Coro

La Chiesa riconosce il canto gregoriano come canto proprio della liturgia romana; perciò nelle azioni liturgiche, a parità di condizioni, gli si riservi il posto principale.
– Concilio Vaticano II, costituzione Sacrosanctum Concilium

Il coro parrocchiale di Santa Croce nasce dalla necessità di accompagnare la liturgia antica con la preghiera che le è più appropriata: quella cantata.

Il coro è sempre aperto a nuove voci. Non servono competenze musicali eccelse: basta la buona volontà, il desiderio di partecipare e la disponibilità a mettersi in gioco.

Se ti piace cantare sei il benvenuto: ogni talento è un dono prezioso per la parrocchia.

Per informazioni o per partecipare alle prove puoi rivolgerti al Parroco. Saremo felici di accoglierti e di camminare insieme nel servizio della liturgia.


La musica sacra nelle encicliche dei papi

Nel Motu Proprio “Tra le sollecitudini” del 22 Novembre 1903, San Pio X biasima il rischio di degradare la liturgia con un uso erroneo della musica sacra e indica invece le direttive alle quale ci si deve attenere perchè si partecipi al fine generale della Messa: la gloria di Dio e la santificazione e edificazione dei fedeli.

Il Pontefice scrive che la musica sacra, per essere veramente tale, deve mantenere un carattere universale, come universale è la liturgia. Deve essere santa non solo nel contenuto (escludendo “ogni profanità”) ma anche nella forma e nell’esecuzione.

Il canto gregoriano ha il primato come musica veramente sacra, poichè è la forma di canto ereditata dalla Tradizione e, con la lingua latina che gli è propria, ha carattere pienamente universale.

La Chiesa riconosce poi il valore della polifonia classica – in particolare della Scuola Romana e di Palestrina – che raggiunse la perfezione nel XVI secolo. È considerata eccellente per la liturgia poiché si accosta armoniosamente al modello gregoriano, ed è raccomandata soprattutto nelle grandi basiliche e nelle cattedrali.

La musica moderna, che non è esclusa per principio, nasce nel mondo e per il mondo e risulta tendenzialmente inadatta alla liturgia.

Con l’enciclica “Musicae Sacrae” Disciplina del 1955, Pio XII conferma le qualità della musica sacra (santità, bontà nella forma, universalità) e l’elogio del canto gregoriano, che non implica l’esclusione della polifonia sacra.

Questa è raccomandata per la sua capacità di accrescere la magnificenza del culto e toccare l’animo dei fedeli. Viene citato in particolare il XVI secolo come l’epoca d’oro di questa disciplina, capace di produrre opere di tale purezza e ricchezza melodica da risultare perfette per accompagnare l’azione liturgica.
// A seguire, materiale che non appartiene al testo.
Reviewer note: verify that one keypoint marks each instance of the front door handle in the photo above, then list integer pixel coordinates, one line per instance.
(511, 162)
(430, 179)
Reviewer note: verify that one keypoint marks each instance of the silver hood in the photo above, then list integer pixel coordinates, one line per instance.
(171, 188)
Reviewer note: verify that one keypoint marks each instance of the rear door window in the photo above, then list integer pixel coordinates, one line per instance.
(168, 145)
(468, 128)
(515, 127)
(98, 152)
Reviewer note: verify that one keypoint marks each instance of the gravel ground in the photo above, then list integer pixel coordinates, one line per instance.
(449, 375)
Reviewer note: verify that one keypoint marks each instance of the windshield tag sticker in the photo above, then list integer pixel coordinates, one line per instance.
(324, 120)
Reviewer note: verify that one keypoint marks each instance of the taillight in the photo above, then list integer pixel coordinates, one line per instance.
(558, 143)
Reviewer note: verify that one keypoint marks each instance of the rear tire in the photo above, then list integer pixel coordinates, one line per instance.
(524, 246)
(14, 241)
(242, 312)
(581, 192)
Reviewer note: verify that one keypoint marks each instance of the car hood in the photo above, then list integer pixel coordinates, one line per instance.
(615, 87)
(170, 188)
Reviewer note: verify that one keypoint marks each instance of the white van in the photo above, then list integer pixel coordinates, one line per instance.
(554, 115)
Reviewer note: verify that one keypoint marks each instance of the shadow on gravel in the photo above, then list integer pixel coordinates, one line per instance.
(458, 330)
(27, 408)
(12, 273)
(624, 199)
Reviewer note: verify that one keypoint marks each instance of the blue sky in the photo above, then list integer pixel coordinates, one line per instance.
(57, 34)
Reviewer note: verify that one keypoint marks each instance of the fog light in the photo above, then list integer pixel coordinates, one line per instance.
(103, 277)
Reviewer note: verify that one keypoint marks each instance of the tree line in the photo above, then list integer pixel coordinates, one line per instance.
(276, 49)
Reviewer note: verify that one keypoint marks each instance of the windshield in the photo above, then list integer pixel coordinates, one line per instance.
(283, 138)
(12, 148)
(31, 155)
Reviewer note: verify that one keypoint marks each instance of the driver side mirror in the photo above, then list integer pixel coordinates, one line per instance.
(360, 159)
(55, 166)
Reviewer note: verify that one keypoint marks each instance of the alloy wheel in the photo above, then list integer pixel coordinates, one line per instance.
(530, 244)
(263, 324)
La Chiesa riafferma il principio di accogliere ogni forma di bellezza prodotta dall’ingegno umano, a patto che rispetti rigorosamente le leggi della liturgia.

A tal proposito, viene raccomandata massima prudenza per evitare che la musica diventi eccessivamente ampollosa o prolissa, rischiando di oscurare il testo sacro, interrompere il ritmo del rito o risultare troppo difficile per i cantori, compromettendo così il decoro della funzione divina.